6. Le premier alinéa de l’article 521-1 du code pénal réprime notamment les sévices graves et les actes de cruauté envers un animal domestique ou tenu en captivité. La première phrase du septième alinéa de cet article exclut l’application de ces dispositions aux courses de taureaux. Cette exonération est toutefois limitée aux cas où une tradition locale ininterrompue peut être invoquée. En procédant à une exonération restreinte de la responsabilité pénale, le législateur a entendu que les dispositions du premier alinéa de l’article 521-1 du code pénal ne puissent pas conduire à remettre en cause certaines pratiques traditionnelles qui ne portent atteinte à aucun droit constitutionnellement garanti. L’exclusion de responsabilité pénale instituée par les dispositions contestées n’est applicable que dans les parties du territoire national où l’existence d’une telle tradition ininterrompue est établie et pour les seuls actes qui relèvent de cette tradition.
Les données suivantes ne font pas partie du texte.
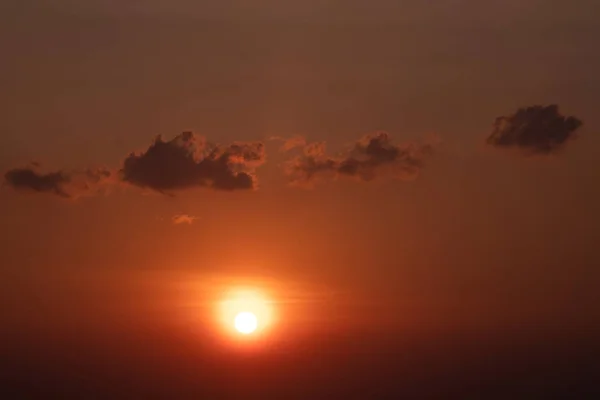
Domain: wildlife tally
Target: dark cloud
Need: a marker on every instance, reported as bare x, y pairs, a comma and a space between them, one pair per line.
536, 129
183, 219
187, 161
372, 156
289, 143
64, 184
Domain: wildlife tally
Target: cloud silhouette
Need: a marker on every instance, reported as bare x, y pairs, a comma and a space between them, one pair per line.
64, 184
188, 161
371, 157
183, 219
536, 129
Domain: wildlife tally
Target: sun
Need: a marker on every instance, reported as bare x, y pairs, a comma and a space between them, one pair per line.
245, 312
245, 322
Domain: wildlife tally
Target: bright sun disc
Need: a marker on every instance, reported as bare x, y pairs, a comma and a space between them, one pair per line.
245, 322
246, 312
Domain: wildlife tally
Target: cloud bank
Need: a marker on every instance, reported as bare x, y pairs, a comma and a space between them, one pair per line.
536, 130
188, 161
183, 219
373, 156
61, 183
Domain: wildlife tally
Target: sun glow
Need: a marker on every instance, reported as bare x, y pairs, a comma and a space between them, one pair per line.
245, 322
245, 312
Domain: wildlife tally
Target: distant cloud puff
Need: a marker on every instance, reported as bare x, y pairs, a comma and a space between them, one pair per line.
187, 161
64, 184
371, 157
536, 129
290, 143
183, 219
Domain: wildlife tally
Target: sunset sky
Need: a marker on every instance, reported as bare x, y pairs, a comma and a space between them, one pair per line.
345, 161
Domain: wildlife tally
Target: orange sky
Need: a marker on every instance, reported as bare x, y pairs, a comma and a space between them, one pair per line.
481, 234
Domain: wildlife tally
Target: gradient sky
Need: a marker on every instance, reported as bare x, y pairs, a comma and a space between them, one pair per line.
482, 235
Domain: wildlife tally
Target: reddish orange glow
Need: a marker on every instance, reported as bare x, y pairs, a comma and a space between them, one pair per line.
247, 312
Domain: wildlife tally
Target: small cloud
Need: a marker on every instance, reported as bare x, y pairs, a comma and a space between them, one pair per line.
371, 157
536, 129
290, 143
29, 179
188, 161
183, 219
61, 183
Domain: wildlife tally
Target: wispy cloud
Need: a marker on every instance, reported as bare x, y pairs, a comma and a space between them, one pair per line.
183, 219
66, 184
L’existence d’une tradition locale ininterrompue de courses de taureaux doit être appréciée dans le contexte d’un ensemble démographique qui, s’il ne se limite pas aux limites de la commune concernée, garde une dimension locale.
7. Les délibérations attaquées du 11 avril 2023 relatives à l’approbation du règlement taurin municipal (RTM) et à l’autorisation de la tenue d’un spectacle taurin « relevant du RTM », devant se tenir le 15 juillet 2023 selon les déclarations faites le 15 février 2023, concernent des novilladas, courses de taureaux comprenant des sévices graves et des actes de cruauté se terminant le plus souvent par la mise à mort de celui-ci, réprimées en application de l’article 521-1 du code pénal sauf s’il existe une tradition locale ininterrompue et pour les seuls actes qui relèvent de cette tradition.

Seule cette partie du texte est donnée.